A 200 mg/Kg niclosamide, ARVib-7 or ARVib-31 were orally administrated to SD rats and rat plasma levels of each drug was determined at different time point. B Mice bearing CWR22Rv1 xenografts were treated with vehicle control, niclosamide (25 mg/Kg i.p.), ARVib-7 (25 mg/Kg i.p) for 3 weeks (n = 6). Tumor volumes were measured twice weekly. Tumors were photographed and weighed. Scale bar 1 cm. Data represent means ± S.D. from six mice per group. C Mice bearing LuCaP 35CR xenografts were treated with vehicle control, niclosamide (150 mg per Kg p.o.), ARVib-7 (150 mg per Kg p.o.) for 4 weeks (n = 7). Tumor volumes were measured twice weekly. Scale bar 1 cm. Data represent means ± S.D. from seven mice per group. D Tumors were weighed. E Kaplan–Meier curves of niclosamide and ARVib-7 treatment in LuCaP 35CR tumors. F PSA expression in mice serum was examined in different treatment groups. G Body weight was determined. H IHC staining of Ki67 and AR-V7 in each group was performed and quantified. H&E staining of kidney and liver from each group was performed. *p < 0.05.
Fig. 6
Fig. 6. ARVib improves enzalutamide treatment in vitro and in vivo.

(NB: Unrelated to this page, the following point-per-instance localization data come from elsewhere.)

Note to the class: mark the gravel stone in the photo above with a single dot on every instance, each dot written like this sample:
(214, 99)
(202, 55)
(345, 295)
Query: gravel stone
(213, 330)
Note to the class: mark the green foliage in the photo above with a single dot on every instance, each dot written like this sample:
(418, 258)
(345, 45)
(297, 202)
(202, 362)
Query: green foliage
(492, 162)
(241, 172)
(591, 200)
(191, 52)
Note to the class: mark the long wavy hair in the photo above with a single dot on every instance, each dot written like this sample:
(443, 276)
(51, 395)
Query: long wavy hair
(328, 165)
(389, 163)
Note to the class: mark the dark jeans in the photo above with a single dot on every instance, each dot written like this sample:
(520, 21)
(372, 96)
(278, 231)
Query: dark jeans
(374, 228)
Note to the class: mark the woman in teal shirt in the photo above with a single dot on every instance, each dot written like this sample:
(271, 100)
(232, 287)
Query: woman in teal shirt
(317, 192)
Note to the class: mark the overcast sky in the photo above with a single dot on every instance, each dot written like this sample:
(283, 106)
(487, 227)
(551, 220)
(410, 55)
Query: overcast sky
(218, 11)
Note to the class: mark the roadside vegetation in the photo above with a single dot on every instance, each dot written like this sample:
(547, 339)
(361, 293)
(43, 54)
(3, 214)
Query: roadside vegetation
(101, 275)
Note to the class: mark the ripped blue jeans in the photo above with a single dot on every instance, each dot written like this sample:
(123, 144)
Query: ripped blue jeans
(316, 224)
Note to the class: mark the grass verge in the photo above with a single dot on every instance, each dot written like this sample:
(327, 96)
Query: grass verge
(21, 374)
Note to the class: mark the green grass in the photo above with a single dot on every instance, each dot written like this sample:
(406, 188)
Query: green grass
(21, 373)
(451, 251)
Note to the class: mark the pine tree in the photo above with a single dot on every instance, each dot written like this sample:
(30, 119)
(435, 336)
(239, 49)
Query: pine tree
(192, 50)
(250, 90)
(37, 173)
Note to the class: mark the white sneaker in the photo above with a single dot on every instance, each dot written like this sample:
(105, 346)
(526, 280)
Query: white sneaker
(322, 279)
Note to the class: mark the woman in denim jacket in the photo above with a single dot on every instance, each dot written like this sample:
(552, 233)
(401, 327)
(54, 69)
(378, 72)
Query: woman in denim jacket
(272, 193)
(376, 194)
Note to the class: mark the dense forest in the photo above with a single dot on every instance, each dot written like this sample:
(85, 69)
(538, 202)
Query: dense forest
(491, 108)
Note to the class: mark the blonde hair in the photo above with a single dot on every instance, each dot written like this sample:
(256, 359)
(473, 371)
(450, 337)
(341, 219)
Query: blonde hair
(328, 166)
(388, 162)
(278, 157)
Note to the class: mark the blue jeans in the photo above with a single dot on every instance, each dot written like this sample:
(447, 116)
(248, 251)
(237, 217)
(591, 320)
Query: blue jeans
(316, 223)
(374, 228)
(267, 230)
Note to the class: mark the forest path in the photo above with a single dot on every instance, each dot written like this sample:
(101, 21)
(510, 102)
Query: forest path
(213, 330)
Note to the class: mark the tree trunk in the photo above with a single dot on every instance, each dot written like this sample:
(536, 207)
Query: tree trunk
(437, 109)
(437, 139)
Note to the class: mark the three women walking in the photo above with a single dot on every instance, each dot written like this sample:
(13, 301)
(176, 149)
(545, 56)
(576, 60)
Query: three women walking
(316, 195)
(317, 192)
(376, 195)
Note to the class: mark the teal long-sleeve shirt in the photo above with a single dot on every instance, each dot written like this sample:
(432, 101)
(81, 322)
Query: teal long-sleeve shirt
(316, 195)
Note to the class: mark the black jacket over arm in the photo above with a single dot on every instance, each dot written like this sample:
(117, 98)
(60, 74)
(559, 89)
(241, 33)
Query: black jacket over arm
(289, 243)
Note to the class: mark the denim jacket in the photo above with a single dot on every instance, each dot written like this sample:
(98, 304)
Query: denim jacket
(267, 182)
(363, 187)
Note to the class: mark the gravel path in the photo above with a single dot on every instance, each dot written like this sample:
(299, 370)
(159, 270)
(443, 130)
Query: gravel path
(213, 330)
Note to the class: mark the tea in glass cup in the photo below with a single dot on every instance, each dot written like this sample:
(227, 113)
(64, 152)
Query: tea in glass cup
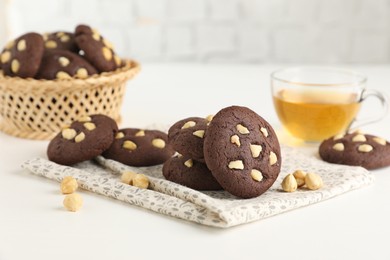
(315, 103)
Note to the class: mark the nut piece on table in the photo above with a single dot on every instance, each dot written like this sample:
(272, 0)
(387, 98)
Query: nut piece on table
(141, 181)
(300, 177)
(68, 185)
(289, 184)
(127, 177)
(313, 181)
(73, 202)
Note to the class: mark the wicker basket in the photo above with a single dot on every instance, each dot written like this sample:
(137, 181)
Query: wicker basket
(38, 109)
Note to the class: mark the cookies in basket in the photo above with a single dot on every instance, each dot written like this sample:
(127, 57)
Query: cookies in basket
(48, 81)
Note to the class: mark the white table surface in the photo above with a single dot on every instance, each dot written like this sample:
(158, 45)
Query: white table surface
(34, 224)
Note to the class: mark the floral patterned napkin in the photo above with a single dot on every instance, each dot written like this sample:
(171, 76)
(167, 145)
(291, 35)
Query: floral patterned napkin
(211, 208)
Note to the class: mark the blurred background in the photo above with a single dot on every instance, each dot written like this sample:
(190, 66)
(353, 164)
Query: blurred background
(218, 31)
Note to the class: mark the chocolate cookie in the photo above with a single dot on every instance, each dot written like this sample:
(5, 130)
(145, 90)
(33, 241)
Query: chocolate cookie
(190, 173)
(137, 147)
(242, 151)
(186, 137)
(22, 57)
(62, 64)
(97, 50)
(82, 140)
(61, 41)
(356, 149)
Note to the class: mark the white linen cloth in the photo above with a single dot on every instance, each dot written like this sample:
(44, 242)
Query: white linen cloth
(211, 208)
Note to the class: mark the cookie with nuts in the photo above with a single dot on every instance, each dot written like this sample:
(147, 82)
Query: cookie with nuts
(242, 151)
(62, 64)
(356, 149)
(187, 137)
(96, 49)
(61, 40)
(190, 173)
(22, 56)
(138, 147)
(84, 139)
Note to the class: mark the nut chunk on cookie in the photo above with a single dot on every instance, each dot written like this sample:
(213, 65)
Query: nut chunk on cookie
(84, 139)
(187, 136)
(60, 64)
(22, 57)
(137, 147)
(356, 149)
(242, 151)
(190, 173)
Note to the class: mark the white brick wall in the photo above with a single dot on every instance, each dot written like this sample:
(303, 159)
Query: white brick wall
(296, 31)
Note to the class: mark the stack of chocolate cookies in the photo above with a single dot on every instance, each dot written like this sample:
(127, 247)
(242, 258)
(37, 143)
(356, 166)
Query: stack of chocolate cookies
(236, 150)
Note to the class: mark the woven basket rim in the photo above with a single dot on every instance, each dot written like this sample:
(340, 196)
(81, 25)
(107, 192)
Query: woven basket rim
(125, 72)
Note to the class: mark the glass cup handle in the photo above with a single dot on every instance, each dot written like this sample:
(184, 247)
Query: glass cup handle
(356, 123)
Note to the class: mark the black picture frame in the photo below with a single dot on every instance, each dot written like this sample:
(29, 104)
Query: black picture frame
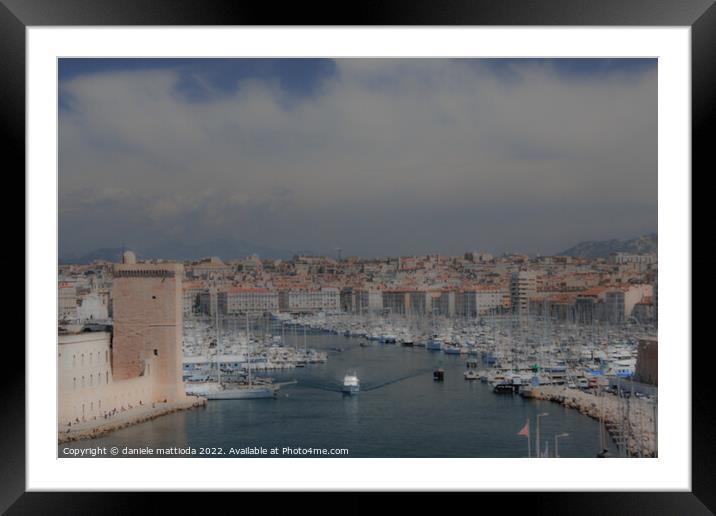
(16, 15)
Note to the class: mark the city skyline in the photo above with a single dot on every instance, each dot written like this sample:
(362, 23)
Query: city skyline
(377, 157)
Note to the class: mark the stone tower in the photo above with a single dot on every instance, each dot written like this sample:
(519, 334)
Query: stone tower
(148, 325)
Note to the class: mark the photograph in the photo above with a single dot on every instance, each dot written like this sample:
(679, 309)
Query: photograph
(357, 257)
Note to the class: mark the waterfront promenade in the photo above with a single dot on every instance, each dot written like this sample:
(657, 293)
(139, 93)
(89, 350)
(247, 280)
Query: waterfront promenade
(97, 427)
(631, 422)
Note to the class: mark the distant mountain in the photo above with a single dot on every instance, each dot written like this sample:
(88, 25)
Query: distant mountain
(602, 248)
(226, 249)
(110, 254)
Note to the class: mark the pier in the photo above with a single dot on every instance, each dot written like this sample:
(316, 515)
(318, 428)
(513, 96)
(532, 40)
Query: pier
(632, 422)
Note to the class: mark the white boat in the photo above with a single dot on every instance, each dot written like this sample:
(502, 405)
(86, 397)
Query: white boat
(218, 390)
(351, 384)
(471, 375)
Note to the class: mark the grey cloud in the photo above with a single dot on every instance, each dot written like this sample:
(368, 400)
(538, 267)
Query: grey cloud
(388, 157)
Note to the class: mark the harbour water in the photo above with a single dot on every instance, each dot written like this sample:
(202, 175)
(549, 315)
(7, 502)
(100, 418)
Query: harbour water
(400, 411)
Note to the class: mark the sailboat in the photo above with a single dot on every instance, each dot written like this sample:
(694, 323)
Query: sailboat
(219, 390)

A, B CWR22Rv1 cells were treated with DMSO, 20 µM enzalutamide, 0.5 µM ARVibs or their combination. Cell growth was determined at 3 days and colony formation ability was examined by clonogenic assay. C Mice bearing VCaP xenografts were castrated and the relapsed tumors were treated with vehicle control, enzalutamide (25 mg per Kg p.o), ARVib-7 (75 mg per Kg p.o.) or their combination for 24 days (n = 8). Tumor volumes were measured twice weekly. D Tumors were photographed. Scale bar 1 cm. Data represent means ± S.D. from eight mice per group. E Tumors weight. F PSA expression in mice serum was examined. G Kaplan–Meier curves showing survival benefits of ARVib-7 single treatment, ARVib-7 and enzalutamide combination treatment in relapsed VCaP tumors. H Body weight was determined. I IHC staining of Ki67, AR-V7, and HSP70 in each group was performed and quantified. *p < 0.05.